| ← 65536 | 65537 | 65538 → |
- Cardinal: sixty-five thousand five hundred thirty-seven
- Ordinal: 65537th (sixty-five thousand five hundred thirty-seventh)
- Factorization: prime
- Prime: 6,543rd
- Greek numeral: $\stackrel{\digamma}{\Mu}$͵εφλζ´
- Roman numeral: LXVDXXXVII, lxvdxxxvii
- Binary: 10000000000000001_{2}
- Ternary: 10022220022_{3}
- Senary: 1223225_{6}
- Octal: 200001_{8}
- Duodecimal: 31B15_{12}
- Hexadecimal: 10001_{16}

= 65,537 =

Construction of a regular 65537-gon. See constructible polygon.

65537 is the integer after 65536 and before 65538.

==In mathematics==

65537 is the largest known prime number of the form $2^{2^{n}} +1$ ($n = 4$), and is most likely the last one. Therefore, a regular polygon with 65537 sides is constructible with compass and unmarked straightedge. Johann Gustav Hermes gave the first explicit construction of this polygon. In number
theory, primes of this form are known as Fermat primes, named after the mathematician
Pierre de Fermat.

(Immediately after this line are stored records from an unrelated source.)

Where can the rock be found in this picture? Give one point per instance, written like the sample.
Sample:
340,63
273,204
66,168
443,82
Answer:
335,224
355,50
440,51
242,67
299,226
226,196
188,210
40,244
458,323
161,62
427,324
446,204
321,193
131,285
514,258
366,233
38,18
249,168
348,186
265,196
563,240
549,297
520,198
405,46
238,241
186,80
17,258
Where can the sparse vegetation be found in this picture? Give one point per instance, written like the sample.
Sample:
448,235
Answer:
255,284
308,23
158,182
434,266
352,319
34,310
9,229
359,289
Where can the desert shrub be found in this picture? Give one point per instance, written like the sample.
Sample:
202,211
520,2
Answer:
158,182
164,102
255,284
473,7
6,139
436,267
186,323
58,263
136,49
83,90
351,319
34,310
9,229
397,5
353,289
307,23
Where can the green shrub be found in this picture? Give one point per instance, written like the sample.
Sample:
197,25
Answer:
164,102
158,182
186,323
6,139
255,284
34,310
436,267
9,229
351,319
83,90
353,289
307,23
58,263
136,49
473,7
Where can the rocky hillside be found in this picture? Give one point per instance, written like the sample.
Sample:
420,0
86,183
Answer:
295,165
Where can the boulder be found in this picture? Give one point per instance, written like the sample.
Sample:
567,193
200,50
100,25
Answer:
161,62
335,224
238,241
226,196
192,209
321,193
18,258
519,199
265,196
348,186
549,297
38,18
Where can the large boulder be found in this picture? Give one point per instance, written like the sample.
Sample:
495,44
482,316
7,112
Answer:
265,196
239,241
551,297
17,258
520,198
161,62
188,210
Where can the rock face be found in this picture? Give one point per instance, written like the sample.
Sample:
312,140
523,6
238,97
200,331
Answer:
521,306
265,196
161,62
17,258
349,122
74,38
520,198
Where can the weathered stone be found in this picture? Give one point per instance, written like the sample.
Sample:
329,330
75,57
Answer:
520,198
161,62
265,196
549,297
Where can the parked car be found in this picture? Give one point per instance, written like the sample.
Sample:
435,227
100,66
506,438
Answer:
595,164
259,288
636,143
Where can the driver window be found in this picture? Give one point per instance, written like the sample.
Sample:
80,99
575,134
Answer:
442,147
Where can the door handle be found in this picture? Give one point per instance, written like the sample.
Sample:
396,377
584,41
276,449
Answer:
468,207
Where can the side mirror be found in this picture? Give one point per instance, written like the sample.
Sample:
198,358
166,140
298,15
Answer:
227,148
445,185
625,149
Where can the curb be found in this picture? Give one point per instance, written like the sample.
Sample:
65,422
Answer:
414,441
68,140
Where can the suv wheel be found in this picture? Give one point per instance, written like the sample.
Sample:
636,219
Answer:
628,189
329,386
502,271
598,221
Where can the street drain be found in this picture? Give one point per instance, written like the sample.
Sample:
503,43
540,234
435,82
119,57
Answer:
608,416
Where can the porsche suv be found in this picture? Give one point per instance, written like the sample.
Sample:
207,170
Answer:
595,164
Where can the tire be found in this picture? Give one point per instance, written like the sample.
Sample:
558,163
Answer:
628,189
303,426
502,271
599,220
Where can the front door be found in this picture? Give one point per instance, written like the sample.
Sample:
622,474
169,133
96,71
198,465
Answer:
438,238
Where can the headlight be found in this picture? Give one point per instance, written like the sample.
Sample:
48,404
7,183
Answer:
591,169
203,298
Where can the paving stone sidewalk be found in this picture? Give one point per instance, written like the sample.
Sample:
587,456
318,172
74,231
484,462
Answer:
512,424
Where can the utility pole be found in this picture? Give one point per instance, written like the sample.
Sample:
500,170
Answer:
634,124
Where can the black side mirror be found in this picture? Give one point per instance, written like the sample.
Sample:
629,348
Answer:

The only known prime Fermat numbers are

$2^{2^{0}} + 1 = 2^{1} + 1 = 3,$

$2^{2^{1}} + 1= 2^{2} +1 = 5,$

$2^{2^{2}} + 1 = 2^{4} +1 = 17,$

$2^{2^{3}} + 1= 2^{8} + 1= 257,$

$2^{2^{4}} + 1 = 2^{16} + 1 = 65537.$

In 1732, Leonhard Euler found that the next Fermat number is composite:

$2^{2^{5}} + 1 = 2^{32} + 1 = 4294967297 = 641 \times 6700417$

In 1880, Fortuné Landry showed that

$2^{2^{6}} + 1 = 2^{64} + 1 = 274177 \times 67280421310721$

65537 is also the 17th Jacobsthal–Lucas number, and currently the largest known integer n for which the number $10^{n} + 27$ is a probable prime.

==Applications==
65537 is commonly used as a public exponent in the RSA cryptosystem. Because it is the Fermat number F_{n} = 2} + 1 with n = 4, the common shorthand is "F_{4}" or "F4". This value was used in RSA mainly for historical reasons; early raw RSA implementations (without proper padding) were vulnerable to very small exponents, while use of high exponents was computationally expensive with no advantage to security (assuming proper padding).

65537 is also used as the modulus in some Lehmer random number generators, such as the one used by ZX Spectrum, which ensures that any seed value will be coprime to it (vital to ensure the maximum period) while also allowing efficient reduction by the modulus using a bit shift and subtract.